Saturday, February 10, 2007

Weeding, part 2

I wrote last year about my library's development of a comprehensive weeding plan. Ultimately, it was decided that a different approach would be taken. Specifically, instead of removing a certain percentage of books with little recent use, a complete title-by-title evaluation of our collection will occur. [Each plan has its advantages and disadvantages. I will leave that as an exercise to the reader.] As such, the librarians at my institution will commence an 8-year collection evaluation plan on May 1st. My colleagues like working together, so we will be working in teams of two librarians, with each team evaluating 5230 books a year (approximately 201 shelves averaging 26 books each). For my particular assignment my partner and I will evaluate the books on Asian history next year (books with call numbers DS63.1 .D5313 1984 to DS8818 .W55).

This semester we are piloting this plan using our oversize collection. So far, the pilot is going well. Of course, we are running into all sorts of issues that are generating a lot of discussion among the librarians. For example, are we completely abandoning cassette tapes and slides? What do we do with books containing beautiful full color plates of birds, but were last checked out 30 years ago? What do we do with resources held by no other libraries in the WorldCat catalog, even though no one has ever borrowed them?

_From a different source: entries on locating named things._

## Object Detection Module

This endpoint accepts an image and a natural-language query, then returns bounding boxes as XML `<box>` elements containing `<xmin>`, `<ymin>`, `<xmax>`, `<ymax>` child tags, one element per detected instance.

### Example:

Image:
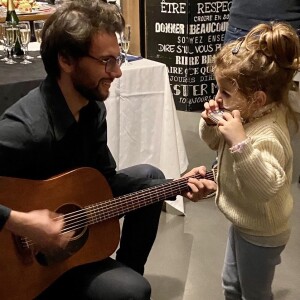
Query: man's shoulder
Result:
<box><xmin>4</xmin><ymin>87</ymin><xmax>45</xmax><ymax>117</ymax></box>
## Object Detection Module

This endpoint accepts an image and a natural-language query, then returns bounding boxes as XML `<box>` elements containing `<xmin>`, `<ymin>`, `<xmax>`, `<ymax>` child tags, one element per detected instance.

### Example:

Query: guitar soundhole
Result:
<box><xmin>35</xmin><ymin>204</ymin><xmax>89</xmax><ymax>266</ymax></box>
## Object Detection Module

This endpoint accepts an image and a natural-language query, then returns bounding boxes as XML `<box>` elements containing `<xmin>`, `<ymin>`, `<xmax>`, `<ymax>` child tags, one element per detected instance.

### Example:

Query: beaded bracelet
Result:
<box><xmin>229</xmin><ymin>137</ymin><xmax>251</xmax><ymax>153</ymax></box>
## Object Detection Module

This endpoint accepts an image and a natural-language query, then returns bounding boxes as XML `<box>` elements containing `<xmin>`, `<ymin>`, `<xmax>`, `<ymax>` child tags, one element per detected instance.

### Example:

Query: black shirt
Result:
<box><xmin>0</xmin><ymin>77</ymin><xmax>166</xmax><ymax>229</ymax></box>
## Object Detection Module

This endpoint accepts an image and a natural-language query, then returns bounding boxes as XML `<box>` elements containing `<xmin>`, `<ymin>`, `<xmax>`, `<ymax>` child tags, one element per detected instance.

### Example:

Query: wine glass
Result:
<box><xmin>33</xmin><ymin>20</ymin><xmax>45</xmax><ymax>58</ymax></box>
<box><xmin>18</xmin><ymin>22</ymin><xmax>31</xmax><ymax>65</ymax></box>
<box><xmin>0</xmin><ymin>23</ymin><xmax>8</xmax><ymax>61</ymax></box>
<box><xmin>121</xmin><ymin>24</ymin><xmax>131</xmax><ymax>65</ymax></box>
<box><xmin>4</xmin><ymin>22</ymin><xmax>19</xmax><ymax>65</ymax></box>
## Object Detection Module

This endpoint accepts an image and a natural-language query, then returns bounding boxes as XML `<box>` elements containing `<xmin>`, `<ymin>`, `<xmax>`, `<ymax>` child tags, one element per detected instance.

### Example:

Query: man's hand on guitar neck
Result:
<box><xmin>182</xmin><ymin>166</ymin><xmax>217</xmax><ymax>202</ymax></box>
<box><xmin>5</xmin><ymin>209</ymin><xmax>73</xmax><ymax>252</ymax></box>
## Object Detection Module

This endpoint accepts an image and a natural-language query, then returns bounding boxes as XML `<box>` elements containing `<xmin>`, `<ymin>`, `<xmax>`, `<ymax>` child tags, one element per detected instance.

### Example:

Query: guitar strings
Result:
<box><xmin>21</xmin><ymin>170</ymin><xmax>215</xmax><ymax>248</ymax></box>
<box><xmin>59</xmin><ymin>170</ymin><xmax>213</xmax><ymax>232</ymax></box>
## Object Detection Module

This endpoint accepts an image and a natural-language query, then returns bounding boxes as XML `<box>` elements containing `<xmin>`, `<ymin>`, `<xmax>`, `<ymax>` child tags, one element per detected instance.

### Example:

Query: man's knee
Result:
<box><xmin>120</xmin><ymin>164</ymin><xmax>165</xmax><ymax>179</ymax></box>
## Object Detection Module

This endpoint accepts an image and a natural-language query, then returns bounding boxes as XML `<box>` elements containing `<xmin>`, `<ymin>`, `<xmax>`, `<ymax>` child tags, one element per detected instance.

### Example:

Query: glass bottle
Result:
<box><xmin>6</xmin><ymin>0</ymin><xmax>24</xmax><ymax>56</ymax></box>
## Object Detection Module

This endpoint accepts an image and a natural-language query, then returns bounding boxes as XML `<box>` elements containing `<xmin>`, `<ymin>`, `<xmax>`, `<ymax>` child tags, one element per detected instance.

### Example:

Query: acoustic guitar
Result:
<box><xmin>0</xmin><ymin>168</ymin><xmax>213</xmax><ymax>300</ymax></box>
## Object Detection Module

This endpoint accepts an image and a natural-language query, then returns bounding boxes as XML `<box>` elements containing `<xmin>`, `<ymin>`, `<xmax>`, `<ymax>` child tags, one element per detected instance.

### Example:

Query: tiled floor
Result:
<box><xmin>145</xmin><ymin>111</ymin><xmax>300</xmax><ymax>300</ymax></box>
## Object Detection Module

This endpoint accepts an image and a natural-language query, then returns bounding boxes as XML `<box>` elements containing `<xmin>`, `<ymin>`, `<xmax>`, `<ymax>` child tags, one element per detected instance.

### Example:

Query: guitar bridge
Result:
<box><xmin>12</xmin><ymin>234</ymin><xmax>34</xmax><ymax>265</ymax></box>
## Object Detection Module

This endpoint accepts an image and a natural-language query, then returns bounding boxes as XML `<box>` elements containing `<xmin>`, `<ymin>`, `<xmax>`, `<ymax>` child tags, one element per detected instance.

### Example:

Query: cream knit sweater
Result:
<box><xmin>199</xmin><ymin>106</ymin><xmax>293</xmax><ymax>245</ymax></box>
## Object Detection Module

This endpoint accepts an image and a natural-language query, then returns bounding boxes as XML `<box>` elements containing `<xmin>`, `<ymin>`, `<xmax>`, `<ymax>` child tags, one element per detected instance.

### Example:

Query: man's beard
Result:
<box><xmin>73</xmin><ymin>80</ymin><xmax>107</xmax><ymax>102</ymax></box>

My partner and I are finding that we can comfortably do about 7 shelves a week. We'll see what happens when we begin the official project in May. Obviously, evaluating a total of 26,150 books and other resources per year is a huge time commitment for my colleagues. We're all wondering if it is a reasonable target, and hope that it is. We also hope we won't overwhelm our technical services staff, who has to remove withdrawals from our catalog and black out the books' barcodes and ownership information. I'll keep you all informed as our collection evaluation project proceeds.

3 comments:

laura said...

Well, my coworker and I are going through our 26,000 collection piece by piece--and we have to do the barcode removal and so forth ourselves--but then, we're not trying to do it all in one year, either.

Barbara said...

Weeding can actually be very satisfying when you get in the rhythm. But it's harder than adding books because you aren't guided by fresh reviews and you don't get much help from your faculty. But some of the big studies of student behavior in libraries highlights the fact that they see bookstores having one advantage (apart from better coffee) than libraries: newer books. We often have new books, but they can get hidden among those that are often too dated to be really useful.

I'm inspired by you both! I must go pull some weeds ....

Anonymous said...

Weeding involves tough decisions, but my mantra was always: "This ain't the National Archives."